WASHINGTON (AP) — The death of Justice Antonin Scalia and the vacancy on the Supreme Court has touched off a partisan fight in Washington over who should pick his replacement, President Barack Obama or his successor. Here are some questions and answers about the battle:
What's at stake?
It's difficult to overstate the significance of Scalia's death. The Court had been split with four (generally) reliable conservatives on one side and four liberal votes on the other, with Justice Anthony Kennedy often the swing vote. Scalia's death takes away a crucial conservative vote. If he's replaced by a liberal or moderate Obama nominee, the balance of the court would change, with potentially enormous consequences for issues like abortion, union rights, immigration, and congressional redistricting.
What happens first?
It's up to Obama to nominate a replacement.
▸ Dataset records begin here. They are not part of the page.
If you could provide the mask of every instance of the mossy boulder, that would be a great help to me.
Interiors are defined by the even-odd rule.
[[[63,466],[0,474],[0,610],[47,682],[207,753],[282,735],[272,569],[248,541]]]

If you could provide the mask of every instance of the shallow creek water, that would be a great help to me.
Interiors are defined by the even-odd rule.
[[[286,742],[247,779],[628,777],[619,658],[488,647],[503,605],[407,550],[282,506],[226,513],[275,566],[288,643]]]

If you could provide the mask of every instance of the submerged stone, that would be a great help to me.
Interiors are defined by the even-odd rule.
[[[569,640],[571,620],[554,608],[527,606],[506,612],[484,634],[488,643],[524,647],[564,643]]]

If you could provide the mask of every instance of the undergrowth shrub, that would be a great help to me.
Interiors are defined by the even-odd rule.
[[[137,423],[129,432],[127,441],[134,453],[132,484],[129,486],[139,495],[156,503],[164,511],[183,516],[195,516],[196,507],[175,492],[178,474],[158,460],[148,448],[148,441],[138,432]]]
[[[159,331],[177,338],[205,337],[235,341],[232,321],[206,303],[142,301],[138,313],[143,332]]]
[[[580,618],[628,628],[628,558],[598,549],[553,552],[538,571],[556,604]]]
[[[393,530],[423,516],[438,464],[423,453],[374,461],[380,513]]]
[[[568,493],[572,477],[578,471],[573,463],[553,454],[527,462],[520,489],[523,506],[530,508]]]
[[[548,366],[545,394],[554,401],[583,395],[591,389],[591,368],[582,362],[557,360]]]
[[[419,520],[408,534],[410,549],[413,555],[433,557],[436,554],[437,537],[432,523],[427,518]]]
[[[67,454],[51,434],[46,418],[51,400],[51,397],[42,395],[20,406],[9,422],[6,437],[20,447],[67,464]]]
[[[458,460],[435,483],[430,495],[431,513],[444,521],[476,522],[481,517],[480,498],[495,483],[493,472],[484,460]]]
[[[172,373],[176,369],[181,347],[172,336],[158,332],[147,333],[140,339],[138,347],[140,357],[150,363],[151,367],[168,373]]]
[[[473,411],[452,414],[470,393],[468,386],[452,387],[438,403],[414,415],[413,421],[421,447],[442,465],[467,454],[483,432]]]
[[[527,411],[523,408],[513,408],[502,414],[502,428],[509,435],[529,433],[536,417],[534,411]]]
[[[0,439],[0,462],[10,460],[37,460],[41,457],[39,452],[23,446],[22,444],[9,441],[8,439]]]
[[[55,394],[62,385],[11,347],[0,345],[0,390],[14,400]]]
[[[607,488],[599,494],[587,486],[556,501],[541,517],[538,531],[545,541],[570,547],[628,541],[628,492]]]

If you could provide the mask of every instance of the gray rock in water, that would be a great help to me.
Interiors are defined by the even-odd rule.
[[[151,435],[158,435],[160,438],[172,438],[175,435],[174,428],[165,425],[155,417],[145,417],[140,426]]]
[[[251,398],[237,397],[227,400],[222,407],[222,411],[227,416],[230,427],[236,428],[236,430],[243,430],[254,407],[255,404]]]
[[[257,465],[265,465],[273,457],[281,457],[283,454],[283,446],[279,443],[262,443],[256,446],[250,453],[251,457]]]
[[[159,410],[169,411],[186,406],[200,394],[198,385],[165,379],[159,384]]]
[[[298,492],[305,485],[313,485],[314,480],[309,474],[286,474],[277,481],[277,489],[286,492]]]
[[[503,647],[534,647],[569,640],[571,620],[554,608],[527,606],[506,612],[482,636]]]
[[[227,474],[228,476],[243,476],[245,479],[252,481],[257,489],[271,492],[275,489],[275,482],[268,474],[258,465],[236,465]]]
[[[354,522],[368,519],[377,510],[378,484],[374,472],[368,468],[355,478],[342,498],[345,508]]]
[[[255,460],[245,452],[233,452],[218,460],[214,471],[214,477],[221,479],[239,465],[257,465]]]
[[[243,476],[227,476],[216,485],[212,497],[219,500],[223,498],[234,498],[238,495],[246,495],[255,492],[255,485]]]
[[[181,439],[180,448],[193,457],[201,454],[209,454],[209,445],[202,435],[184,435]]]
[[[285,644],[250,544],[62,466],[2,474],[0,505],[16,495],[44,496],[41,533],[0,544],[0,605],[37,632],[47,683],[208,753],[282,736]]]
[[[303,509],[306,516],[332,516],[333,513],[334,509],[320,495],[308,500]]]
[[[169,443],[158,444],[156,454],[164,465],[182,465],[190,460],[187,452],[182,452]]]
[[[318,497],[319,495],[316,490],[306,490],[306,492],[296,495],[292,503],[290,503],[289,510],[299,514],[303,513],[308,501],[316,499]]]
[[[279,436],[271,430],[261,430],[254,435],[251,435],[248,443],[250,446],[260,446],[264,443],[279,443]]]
He has said he will do so.
That's the big question. Republicans controlling the Senate — which must confirm any Obama appointee before the individual is seated on the court — say that the decision is too important to be determined by a lame-duck president and that voters in November's election should determine whether Scalia's successor is replaced by a Republican or a Democrat.
Democrats counter that the voters did have a say when they re-elected Obama in 2012.
Republicans also argue that the Senate's longstanding tradition is to not confirm justices in an election year, and they point to a June 1992 Senate speech by Vice President Joe Biden, then the Delaware senator, in which he argued that then President George H.W. Bush should not name a successor if a justice were to die or resign. Democrats note that in the most recent corresponding example, in 1988, Ronald Reagan appointee Anthony Kennedy was confirmed by a Democratic-controlled Senate. Senate Majority Leader Mitch McConnell, R-Ky., is adamant that "this vacancy should not be filled until we have a new president."
So no vote?
Doesn't sound like it. McConnell wrote the Lexington Herald-Leader in his home state of Kentucky and said action in the Senate should be deferred until after the election.
Still, the prospect of simply sitting on a nomination all year seems to be making a few Republicans uncomfortable, especially those up for re-election in November. Several of them have offered conflicting comments. Judiciary Committee Chairman Charles Grassley, who is responsible for confirmation hearings and a vote to send any nominee to the full Senate, hasn't made it exactly clear what he will do. Grassley also is up for re-election in November.
Precedent holds that the committee could reject Obama's nomination outright or follow the tradition of the failed nomination of Robert Bork or the bitterly-fought 1991 battle over Justice Clarence Thomas and send it to the full Senate without actually approving it.
What about the full Senate?
Even if a nomination were to be brought to the floor, it would surely be filibustered. That means Democrats, who control 46 votes, would have to win over least 14 Republicans to bring any nominee up for an up-or-down vote. Supreme Court nominations are one of the few remaining instances in which filibusters have been uncommon in the Senate. Bork, for instance, was defeated outright, while Thomas was confirmed with 52 votes — well short of a filibuster-proof margin. In 2006, Democrats forced a filibuster vote on Samuel Alito, though the outcome was never in doubt. Once Alito easily cleared the 60-vote threshold, he was confirmed by a 58-42 vote.
What did Obama do as a senator?
Obama opposed both Roberts and Alito. And Obama also voted to filibuster Alito, which he now regrets.
What's the bottom line?
The overwhelming likelihood is a failed nomination, and the Senate probably won't vote on it, either in the Judiciary Committee or on the floor.
What if this year's Supreme Court deadlocks on a case?
Under the rules, the appellate court's ruling stands. That would mean lower court decisions such as one overturning Obama's executive moves on immigration would stand, while others, such as an appellate ruling backing up public employee unions in their right to assess dues, would be affirmed and go Obama's way. But court observers believe that Chief Justice John Roberts would likely order any deadlocked case to be reargued.